After weeks of upheaval and many arguments in the cannabis and hemp industry over the federal legal status of hemp derived CBD, the DEA issued a memo clarifying the issue. They explain that, though industrial hemp may have some exemptions, CBD produced from any cannabis plant is still considered a Schedule I Controlled Substance under the Controlled Substances Act.
According to the memo, all derivatives of the plant which come from the flowering tops, resin, and leaves of cannabis are considered to be within the CSA definition of marijuana. They explain that, “cannabinoids are not found in the parts of the cannabis plant that are excluded from the CSA definition of marijuana, except for trace amounts.”
“Based on the scientific literature, it is not practical to produce extracts that contain more than trace amounts of cannabinoids using only the parts of the cannabis plant that are excluded from the CSA definition of marijuana, such as oil from the seeds,” the memo states.

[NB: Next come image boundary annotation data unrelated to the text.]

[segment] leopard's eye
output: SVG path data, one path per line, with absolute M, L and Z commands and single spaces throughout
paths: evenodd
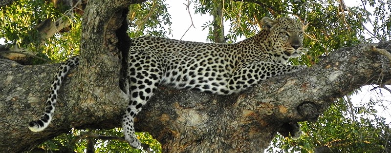
M 300 37 L 303 37 L 303 34 L 304 34 L 304 33 L 303 33 L 303 32 L 299 32 L 299 36 L 300 36 Z
M 280 34 L 285 37 L 289 37 L 289 34 L 288 34 L 288 33 L 284 31 L 281 32 L 280 33 Z

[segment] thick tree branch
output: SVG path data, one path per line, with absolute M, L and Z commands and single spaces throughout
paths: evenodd
M 120 126 L 129 99 L 119 83 L 122 54 L 115 32 L 130 3 L 89 2 L 81 64 L 64 82 L 53 120 L 42 132 L 30 131 L 27 123 L 42 113 L 59 64 L 22 66 L 0 59 L 0 125 L 6 127 L 0 128 L 0 152 L 29 150 L 72 127 Z M 322 113 L 336 98 L 391 80 L 391 42 L 373 46 L 341 49 L 312 67 L 271 78 L 239 94 L 160 87 L 137 116 L 136 128 L 151 133 L 166 152 L 261 151 L 284 123 L 314 120 L 311 115 Z

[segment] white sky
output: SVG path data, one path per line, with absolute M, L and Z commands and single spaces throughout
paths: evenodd
M 167 0 L 166 2 L 170 5 L 168 8 L 168 12 L 172 17 L 172 24 L 171 28 L 173 30 L 172 33 L 173 36 L 171 38 L 179 39 L 192 24 L 190 17 L 186 9 L 186 6 L 184 4 L 184 3 L 187 2 L 186 0 Z M 359 1 L 357 0 L 345 0 L 345 2 L 348 6 L 355 6 L 361 4 L 361 1 Z M 197 42 L 207 42 L 206 37 L 208 35 L 208 31 L 207 29 L 202 31 L 202 26 L 206 22 L 212 20 L 213 17 L 205 15 L 201 16 L 199 14 L 194 14 L 194 5 L 191 4 L 189 7 L 190 13 L 192 14 L 191 16 L 193 18 L 193 23 L 196 28 L 195 28 L 193 26 L 191 27 L 185 34 L 182 40 Z M 373 11 L 373 8 L 368 6 L 367 8 L 369 11 L 372 10 Z M 226 32 L 228 31 L 228 25 L 229 24 L 226 23 L 225 24 L 226 25 L 225 31 Z M 371 27 L 367 26 L 367 28 L 370 29 Z M 243 38 L 244 38 L 238 39 L 238 41 L 240 41 Z M 0 44 L 4 44 L 4 38 L 0 38 Z M 391 88 L 391 86 L 388 86 L 388 87 Z M 373 91 L 369 91 L 372 88 L 373 88 L 372 86 L 364 87 L 362 90 L 362 92 L 360 92 L 359 94 L 351 96 L 350 98 L 354 105 L 358 106 L 367 103 L 369 99 L 387 99 L 391 100 L 391 94 L 388 91 L 385 90 L 379 91 L 378 89 Z M 384 95 L 383 96 L 379 95 L 378 93 L 380 92 Z M 391 106 L 390 106 L 391 103 L 390 103 L 390 101 L 388 103 L 385 102 L 382 104 L 386 106 L 387 108 L 391 108 Z M 379 107 L 377 107 L 376 108 L 379 111 L 379 115 L 388 118 L 388 123 L 391 122 L 391 115 L 390 115 L 391 114 L 390 114 L 391 111 L 390 110 L 384 110 Z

The memo references their decision in footnotes in the memo. One footnote is from the same case many medical hemp farmers (hemp CBD farmers) used to claim their product was exempt from the CSA. They explain in one footnote:
However, as the Ninth Circuit stated in Hemp II (See Hemp Industries Association v. DEA, 357 F.3d 1012 (9th Cir. 2004) (Hemp II), “When Congress excluded from the definition of marijuana ‘mature stalks of such plant, fiber . . . , [and] oil or cake made from the seeds,’ it also made an exception to the exception, and included ‘resin extracted from’ the excepted parts of the plant in the definition of marijuana, despite the stalks and seed exception.”
Thus, if an extract of cannabinoids were produced using extracted resin from any part of the cannabis plant (including the parts excluded from the CSA definition of marijuana), such an extract would be included in the CSA definition of marijuana.

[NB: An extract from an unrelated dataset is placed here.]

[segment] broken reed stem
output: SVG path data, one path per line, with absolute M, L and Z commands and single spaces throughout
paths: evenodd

Under this ruling the medical hemp growers are apparently restricted to their own state for sale of their products, as we explained in our article in December. CBD, whether industrial hemp derived or extracted from regular medical marijuana plants, is not legal for interstate trade if it is a Controlled Substance. We understood back in December the new definition was finally capturing CBD, but that was not the case. The DEA said it was capturing it all along.
However, medical hemp companies like the Stanley brothers’ Realm of Caring Foundation still promote the idea that it is not. They refer to the farm bill and the ruling mentioned previously as their defense, but the truth is anyone shipping CBD products across state lines is likely breaking the law, at least in the eyes of the DEA.

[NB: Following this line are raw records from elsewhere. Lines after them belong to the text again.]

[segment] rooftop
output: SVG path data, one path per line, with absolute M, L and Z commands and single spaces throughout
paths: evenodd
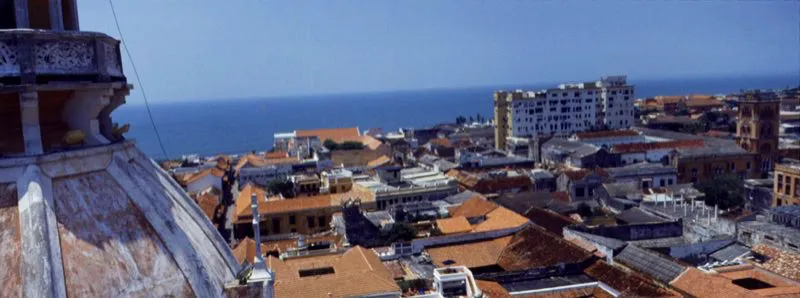
M 599 139 L 599 138 L 614 138 L 614 137 L 632 137 L 638 136 L 639 132 L 635 130 L 604 130 L 592 132 L 579 132 L 575 136 L 579 139 Z
M 529 226 L 491 240 L 431 247 L 425 250 L 437 266 L 478 268 L 499 266 L 506 271 L 580 263 L 591 253 L 545 229 Z
M 324 194 L 295 199 L 265 198 L 264 189 L 253 184 L 247 184 L 236 199 L 235 218 L 237 223 L 249 222 L 252 219 L 250 207 L 251 196 L 255 193 L 258 199 L 259 214 L 281 214 L 309 209 L 338 208 L 337 197 L 343 194 Z
M 357 127 L 347 128 L 322 128 L 297 130 L 295 136 L 298 138 L 317 137 L 320 141 L 332 140 L 337 143 L 345 141 L 359 141 L 361 133 Z
M 269 257 L 275 297 L 400 295 L 392 273 L 372 250 L 360 246 L 333 253 L 281 260 Z
M 669 283 L 686 269 L 670 257 L 633 244 L 625 246 L 614 259 L 663 283 Z
M 703 272 L 690 267 L 669 283 L 695 297 L 797 297 L 800 286 L 777 274 L 740 265 Z
M 788 277 L 800 280 L 800 254 L 765 244 L 753 247 L 753 252 L 766 256 L 767 260 L 761 264 L 765 269 Z
M 611 151 L 615 153 L 635 153 L 658 149 L 700 148 L 703 147 L 703 145 L 703 140 L 673 140 L 666 142 L 616 144 L 612 147 Z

Also, the FDA cracked down on CBD companies back in 2015. At that time many companies were touting the medical benefits of CBD extracts but the FDA has yet to approve CBD, or any marijuana derived substance, as an approved medicine in the United States. Many products they tested had no CBD in them, or very minor amounts. But since then, substantial cultivation of medical hemp has occurred nationwide and most of those companies want to sell the product as a medicine and over state lines.
Before Trump, or BT as I like to say, it may not have been a major problem, but now its harder to tell but it doesn’t look good. With a new Attorney General suffering from reefer madness delusions, and a new Federal Drug Administration head that is straight from big pharma, the medical hemp industry may be in for a very bumpy ride. And, if you are sending your CBD extracts out of your state, you should be very weary.